Sheesh. Maybe he should run for mayor. It would be an improvement, having a little honesty in the office.
~ ~ ~
“So what do you want me to do with this?” York asked. He held up the wrist rocket and little plastic bag full of steel peas.
“I don’t know,” Denny said. “Sly told me to get it for you.”
“First thing, I don’t engage in no conflict,” York said. “Second of all, I can’t see nothin’.”
Sly came down the path, feeling jumpy and anxious. He walked right up to Denny and before Denny could ask him about the slingshot for York, Sly said, “What the hell are you doing with two women when I don’t even have one? And what about York?”
This took Denny by surprise. “Hey, wait a minute. Those women have their own minds, and in fact, Brenda liked the looks of you.”
That stopped Sly cold. This was not news he expected to hear. He didn’t really expect anything from his confrontation with Denny—he just felt like confronting someone about something. “Really?” he said.
“Really. I think if you play it cool, she might come around to see you, you know, the way Clover comes to see me.”
This sounded suspicious to Sly, like Denny was bullshitting him, setting him up, putting him off, salving the wound, keeping the peace. Conspiring to put him off his guard. And yet, he couldn’t help but be intrigued.
“But, listen,” Denny went on, “York can’t use no wrist rocket tonight. You and I can, but what’s he going to do? He doesn’t want to fight.”
“I got an idea about that,” Sly said, and walked Denny over the pile of railroad ties, stepping on shreds
of yellow plastic crime-scene tape that had been left, and they sat down together, by where the dead guy used to be, and Sly told Denny his new idea, and what Denny had to do to make it happen.
Denny liked it, and once they had their plan thoroughly thrashed out, they told York, who agreed. Then Denny went five-finger shopping to score their one last piece of warfare equipment. This, Denny thought, was going to be a night to remember.

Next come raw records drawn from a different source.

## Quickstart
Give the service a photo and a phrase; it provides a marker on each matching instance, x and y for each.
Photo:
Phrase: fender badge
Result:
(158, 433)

“We’re going to kick some governmental ass,” Sly told York as Denny scampered up the path.
This will all be over soon, York thought. The moon will go back to a normal size, I’ll be dead and that’ll be good.
~ ~ ~
Golim Corporation, as Clover discovered at City Hall, had a post-office box in West Wheaton, and was owned by a dozen other corporations. They all had California addresses, but Clover had never heard of any of them. Wait. Fletcher Corporation. Was that the same Fletcher Corporation that picked up the trash every Monday morning and handled the little blue recycling bins? They had to be local.
She checked the address on record, and sure enough. West Wheaton. So Fletcher was part of Golim Corp. Who owned Fletcher?
She went back to the records desk and asked a few more questions of the clerk, and took another big black tome to the reading table.
Closed corporation, no information of ownership on record. But Milo Grimes was the corporate treasurer. Well, hell, that made more sense than anything else she’d come across all day.
So Milo Grimes probably owned Fletcher, and Fletcher was part owner in Golim Corp. For all Clover knew, Milo Grimes owned Golim Corp. There was some sort of notation in the ownership records, and it looked as if something were incomplete.
This was all too complicated. Clover could give this information to Steve Goddard, but for now, maybe she ought to concentrate on solving the murder.